Ford states that the law must be enforced with action. Sad as it may be, it’s true: one can hardly expect the criminals to show up on their own accord. By force, the West was won, and it’s a mostly unromantic view he takes of the frontier.

Marvin plays mean like only he can and does a great job of it. There’s a gleam in his eye that tells you he is bad right to the core. He has a druken swagger that you expect to explode into violence and a vicious mean streak boiling just beneath the surface.

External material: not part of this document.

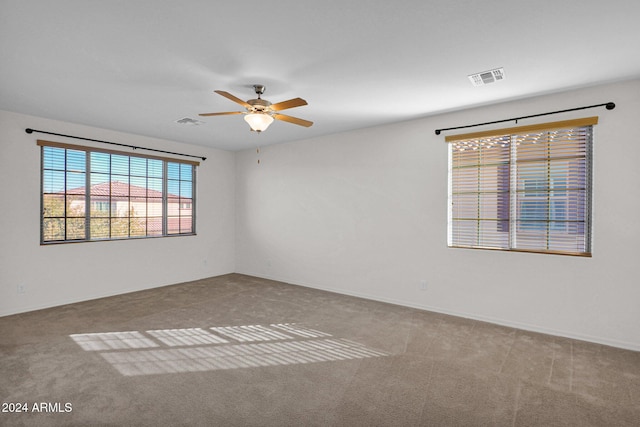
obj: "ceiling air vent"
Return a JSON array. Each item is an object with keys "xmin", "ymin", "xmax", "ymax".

Ironically, he would send up this type or role with his turn in the Jane Fonda comedy Cat Ballou but a few years later.

Wayne is the real hero (duh), even though he’s part anti-hero. It’s Stewart’s film; Wayne may be get the top billing, and his role more substantial than it looks. You know he’ll come through in the end. He lets Stewart take the “glory” of killing Valance; he willingly lets Hattie go, because he knows she loves Stewart more than him; if only a bit. He dies in penury (Stewart has to tell the undertaker to bury Wayne with his boots on), while Stewart, “the man who shot Liberty Valance”, gets rich and famous. And yet, Wayne knows what he gives up; he could easily take the credit for the killing, but he wants to be left alone; he is of the past, a loner of the frontier range, while Stewart is of the future, statehood and bureaucracy.

The movie is surprisingly brutal in places; when Valance whips Stewart and the editor, for example. All we see is Marvin’s enraged, starkly mad face and his arm coming down, down, down…suggestion still works great, and we flinch in horror. Even his men are uneasy, and Lee Van Cleef must restrain his boss on both occasions. Like in most old westerns, there’s less wild action than you’d think. The guncraziness that came later was mostly thanks to the Italians. Tempo-wise, it’s more High Noon than Django; a lot of talking, deliberating and then a brief moment of violence. Westerns can be quite the philosophical vehicles in the right hands. Like I said, the movie is as much about myths and legend as it ois about telling a cracking good story of a man who refuses to budge. You probably have seen it already, but if not, you should.